Un collegio guidato dal Chief Justice Surya Kant, con i giudici Joymalya Bagchi e Vipul Pancholi, ha affermato che non vi era agli atti alcun elemento che dimostrasse che la politica sulle accise autorizzasse espressamente la vendita di vino in tetrapak. Su questa base, la Corte ha archiviato il ricorso invece di esaminare nel dettaglio la normativa.

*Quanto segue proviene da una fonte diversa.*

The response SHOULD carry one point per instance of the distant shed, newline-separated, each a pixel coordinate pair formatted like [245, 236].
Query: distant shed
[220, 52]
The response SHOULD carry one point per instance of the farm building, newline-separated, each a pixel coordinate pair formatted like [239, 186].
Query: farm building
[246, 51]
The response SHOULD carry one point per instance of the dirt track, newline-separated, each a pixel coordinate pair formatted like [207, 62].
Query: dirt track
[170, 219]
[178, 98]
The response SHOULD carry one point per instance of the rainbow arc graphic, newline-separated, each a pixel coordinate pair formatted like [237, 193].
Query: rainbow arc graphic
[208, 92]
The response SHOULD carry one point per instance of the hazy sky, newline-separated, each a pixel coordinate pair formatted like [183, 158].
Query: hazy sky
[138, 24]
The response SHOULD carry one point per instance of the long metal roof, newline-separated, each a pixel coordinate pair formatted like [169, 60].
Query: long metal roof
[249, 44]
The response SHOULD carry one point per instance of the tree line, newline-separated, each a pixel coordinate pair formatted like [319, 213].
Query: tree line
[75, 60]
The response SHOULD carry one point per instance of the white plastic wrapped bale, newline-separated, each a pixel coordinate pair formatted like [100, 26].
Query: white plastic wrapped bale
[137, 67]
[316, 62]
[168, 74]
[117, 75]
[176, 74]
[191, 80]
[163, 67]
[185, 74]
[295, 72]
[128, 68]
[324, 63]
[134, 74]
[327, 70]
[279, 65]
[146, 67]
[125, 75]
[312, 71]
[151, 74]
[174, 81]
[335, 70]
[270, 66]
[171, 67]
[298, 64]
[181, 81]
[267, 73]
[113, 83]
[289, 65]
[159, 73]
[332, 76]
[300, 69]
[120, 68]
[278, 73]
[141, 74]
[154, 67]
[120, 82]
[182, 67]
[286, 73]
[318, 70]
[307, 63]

Il caso aveva attirato l’attenzione perché toccava una questione delicata per il mercato degli alcolici in India: se il vino confezionato possa essere venduto in un formato più comunemente associato a succhi, latte e altre bevande a basso costo. Per produttori e distributori, la risposta conta perché le regole sul packaging possono incidere su prezzo, shelf life, trasporto e accesso ai canali retail. Per i regolatori, solleva interrogativi su etichettatura, tutela del consumatore e applicazione delle norme.
La petizione sosteneva che il quadro normativo sulle accise dell’Uttar Pradesh consentisse tali vendite e che la policy dovesse essere riesaminata. Ma la Corte ha osservato che gli atti non dimostravano alcuna chiara autorizzazione. Invece di emettere una pronuncia più ampia, ha consentito al ricorrente di sollevare le proprie preoccupazioni davanti all’autorità competente dell’Uttar Pradesh.
La decisione lascia irrisolta nell’immediato la contestazione a livello statale e mantiene aperta la possibilità che i funzionari debbano ancora chiarire se i tetrapak siano consentiti per la vendita di vino secondo le attuali norme sulle accise. Questa incertezza è destinata a pesare per cantine e rivenditori di alcolici che osservano come gli Stati indiani regolano i formati di confezionamento a basso costo in un mercato in cui le regole sulla distribuzione variano ampiamente da una giurisdizione all’altra.